Dalam kasus mitos Prometheus, ini adalah ritual pengorbanan. Mengonsumsi atau tidak mengonsumsi daging, memakannya mentah atau dimasak, merupakan perilaku yang berakar kuat pada mitos dan mempunyai makna mendalam mengenai penyelenggaraan masyarakat politik yang kita anggap baik. Dan   ritus berbagi  menjadi operasi simbolis yang mendasari terjalinnya hubungan baru antara manusia dan dewa, yang kemudian menemukan diri mereka terhubung dan terpisah.

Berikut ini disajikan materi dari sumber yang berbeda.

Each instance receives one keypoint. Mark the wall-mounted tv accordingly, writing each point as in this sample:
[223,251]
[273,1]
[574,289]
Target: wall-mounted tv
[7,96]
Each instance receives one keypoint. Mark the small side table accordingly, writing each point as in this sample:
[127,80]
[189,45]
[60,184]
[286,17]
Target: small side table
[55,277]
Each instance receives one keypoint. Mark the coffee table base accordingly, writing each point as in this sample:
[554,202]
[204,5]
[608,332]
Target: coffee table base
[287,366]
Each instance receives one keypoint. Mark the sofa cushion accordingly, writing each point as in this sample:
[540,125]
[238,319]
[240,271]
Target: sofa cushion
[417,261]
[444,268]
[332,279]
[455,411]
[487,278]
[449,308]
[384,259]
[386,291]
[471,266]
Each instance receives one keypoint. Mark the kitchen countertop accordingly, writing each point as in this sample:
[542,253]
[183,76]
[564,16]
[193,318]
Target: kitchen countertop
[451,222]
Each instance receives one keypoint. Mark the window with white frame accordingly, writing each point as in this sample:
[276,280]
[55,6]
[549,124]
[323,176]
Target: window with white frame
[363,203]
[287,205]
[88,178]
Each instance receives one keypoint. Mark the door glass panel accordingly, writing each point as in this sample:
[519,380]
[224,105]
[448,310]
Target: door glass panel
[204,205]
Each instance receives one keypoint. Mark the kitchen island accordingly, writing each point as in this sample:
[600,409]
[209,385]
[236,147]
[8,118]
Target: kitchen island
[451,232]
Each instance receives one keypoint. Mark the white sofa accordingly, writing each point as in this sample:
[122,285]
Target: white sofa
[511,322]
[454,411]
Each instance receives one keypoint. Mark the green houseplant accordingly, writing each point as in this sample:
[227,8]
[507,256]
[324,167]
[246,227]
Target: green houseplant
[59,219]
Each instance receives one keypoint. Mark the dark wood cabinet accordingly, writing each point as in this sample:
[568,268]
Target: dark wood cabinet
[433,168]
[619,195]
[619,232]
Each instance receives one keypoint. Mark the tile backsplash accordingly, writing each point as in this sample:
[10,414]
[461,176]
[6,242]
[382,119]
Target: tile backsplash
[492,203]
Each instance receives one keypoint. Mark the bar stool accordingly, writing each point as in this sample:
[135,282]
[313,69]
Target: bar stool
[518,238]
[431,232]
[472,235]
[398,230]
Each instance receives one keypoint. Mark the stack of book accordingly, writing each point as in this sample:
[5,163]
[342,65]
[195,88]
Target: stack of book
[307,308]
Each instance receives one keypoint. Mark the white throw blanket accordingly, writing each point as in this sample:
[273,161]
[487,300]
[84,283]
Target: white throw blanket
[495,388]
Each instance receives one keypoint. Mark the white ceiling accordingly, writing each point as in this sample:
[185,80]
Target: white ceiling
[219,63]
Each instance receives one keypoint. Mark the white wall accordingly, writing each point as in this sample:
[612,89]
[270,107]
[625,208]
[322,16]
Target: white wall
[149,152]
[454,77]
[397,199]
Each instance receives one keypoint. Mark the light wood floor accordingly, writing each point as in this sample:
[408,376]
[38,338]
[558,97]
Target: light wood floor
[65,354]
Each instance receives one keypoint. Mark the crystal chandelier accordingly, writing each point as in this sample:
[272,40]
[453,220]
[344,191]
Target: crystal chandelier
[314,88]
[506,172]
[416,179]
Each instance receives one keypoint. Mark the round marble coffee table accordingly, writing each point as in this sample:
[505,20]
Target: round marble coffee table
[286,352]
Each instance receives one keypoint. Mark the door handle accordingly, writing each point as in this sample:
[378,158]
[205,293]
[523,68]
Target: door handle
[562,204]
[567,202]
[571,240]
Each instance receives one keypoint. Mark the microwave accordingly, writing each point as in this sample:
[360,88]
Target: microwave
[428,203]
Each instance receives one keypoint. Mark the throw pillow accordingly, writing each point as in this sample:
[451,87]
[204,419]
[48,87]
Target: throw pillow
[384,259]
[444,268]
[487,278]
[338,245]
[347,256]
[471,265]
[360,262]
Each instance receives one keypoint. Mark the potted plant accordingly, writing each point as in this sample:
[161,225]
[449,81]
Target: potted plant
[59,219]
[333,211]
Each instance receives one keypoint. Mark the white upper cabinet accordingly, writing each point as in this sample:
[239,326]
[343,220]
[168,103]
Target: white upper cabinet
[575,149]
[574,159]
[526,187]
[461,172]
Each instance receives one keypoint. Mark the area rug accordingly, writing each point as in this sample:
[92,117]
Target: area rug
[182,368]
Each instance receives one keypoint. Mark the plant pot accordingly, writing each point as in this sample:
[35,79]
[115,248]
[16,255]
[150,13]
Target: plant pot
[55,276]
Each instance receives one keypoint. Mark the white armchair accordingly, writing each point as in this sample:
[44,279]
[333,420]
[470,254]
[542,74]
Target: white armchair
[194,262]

Pembagian potongan daging dilakukan secara egaliter, antara dewa dan manusia, dan antar manusia. Makanan kurban  berfungsi untuk mendefinisikan aturan pembagian yang setara pembagian yang setara dalam artian  pembagian lebih banyak terjadi antara orang yang sederajat, antar teman sejawat, dibandingkan antara semua orang. Klarifikasi lain: dalam perjamuan dengan pembagian yang sama kesetaraan menunjukkan pembagian yang lebih banyak daripada pembagian yang dibagikan. Dalam simbolisme pembagian Promethean ini, manusia sendiri yang menentukan aturan distribusi dan apa yang mereka anggap adil.